6 Comments on “Bjorn’s Corner: Sustainable Air Transport. Part 31. Mixed architectures.

  1. I guess it depends on average stage length, the longer you fly wings and fwd flight props have a dominant effect on performance. For short hops low mass and lift fans are critical. Hard to get both for a reasonable price. The Robinson R22/R44 could fairly easy get diesel engines running on SAF and be a tough competitor until the UAM’s can fly pilotless.

      • “The company has yet to publish performance data for the production version of the eR44, but it is expected to have a flight endurance of around an hour at speeds of around 90 mph. The standard piston-powered R44 can fly up to 345 miles.”

        • I don’t think there will be a production version of the e44. It’s a proof of concept test bed. It replaced the 500lb lycomong piston engine with two redundant electric motors weighing a total of 100lbs. A single person installed the engines! 1100lbs of batteries are installed. No other changes were made to flight controls. I suspect we will see electric tail rotors and an IMU based fly by wire system
          That will make flying extremely simple. The redundancy should allow flights over cites and maintenance may be reduced this improving costs.

          The mission specification for the EPSAROD aircraft is to carry two people and three manufactured organs with a total payload weight of 600 pounds for not less than 150 minutes, including a 30 minute reserve. Read more at https://helihub.com/2016/10/04/electric-r44-takes-flight/

  2. It would be good to compare the cost of an R66 vs a 4 cabin variant of any of the electric wonder machines.

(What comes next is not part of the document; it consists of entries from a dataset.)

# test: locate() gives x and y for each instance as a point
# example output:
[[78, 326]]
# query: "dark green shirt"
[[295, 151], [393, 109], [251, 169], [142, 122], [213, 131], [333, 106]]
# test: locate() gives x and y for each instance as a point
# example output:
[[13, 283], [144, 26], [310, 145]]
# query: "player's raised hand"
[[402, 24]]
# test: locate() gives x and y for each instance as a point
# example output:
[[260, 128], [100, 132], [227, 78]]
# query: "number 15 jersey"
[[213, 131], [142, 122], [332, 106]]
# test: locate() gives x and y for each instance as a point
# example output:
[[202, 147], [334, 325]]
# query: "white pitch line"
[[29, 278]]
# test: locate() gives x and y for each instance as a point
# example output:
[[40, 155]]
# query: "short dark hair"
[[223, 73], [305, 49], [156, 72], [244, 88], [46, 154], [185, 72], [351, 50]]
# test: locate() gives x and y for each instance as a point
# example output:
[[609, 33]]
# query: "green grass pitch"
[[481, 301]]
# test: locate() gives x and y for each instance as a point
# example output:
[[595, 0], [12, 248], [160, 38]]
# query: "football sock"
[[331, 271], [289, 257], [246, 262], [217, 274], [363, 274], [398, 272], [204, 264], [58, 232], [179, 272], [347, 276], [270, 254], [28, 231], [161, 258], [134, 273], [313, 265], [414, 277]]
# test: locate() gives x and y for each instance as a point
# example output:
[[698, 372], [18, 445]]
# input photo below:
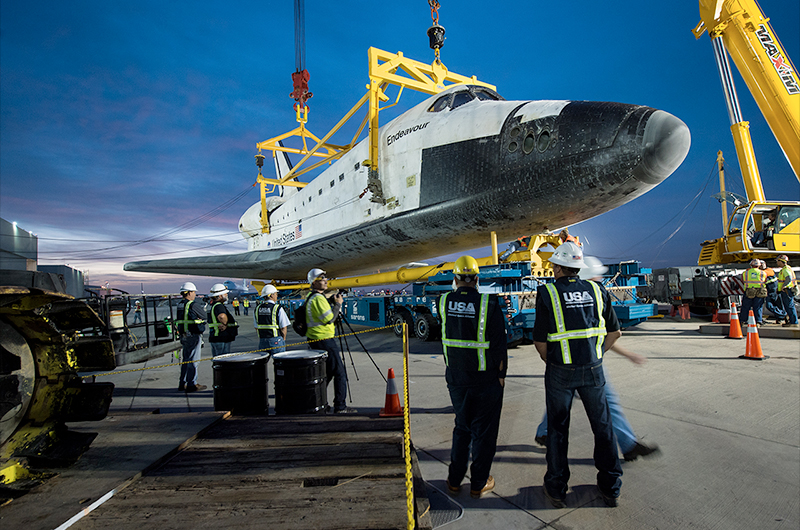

  3. It seems to me that only the multicopter and lift plus cruise type have the simplicity desired for economic operation but they will have limited range that may often not meet commercial requirements. The Thrust vectoring and Thrust vectoring hybrids may have the performance but also complexity that will add costs. Nevertheless an 70-80km they may just be what gets the industry started until 160km range aircraft become possible.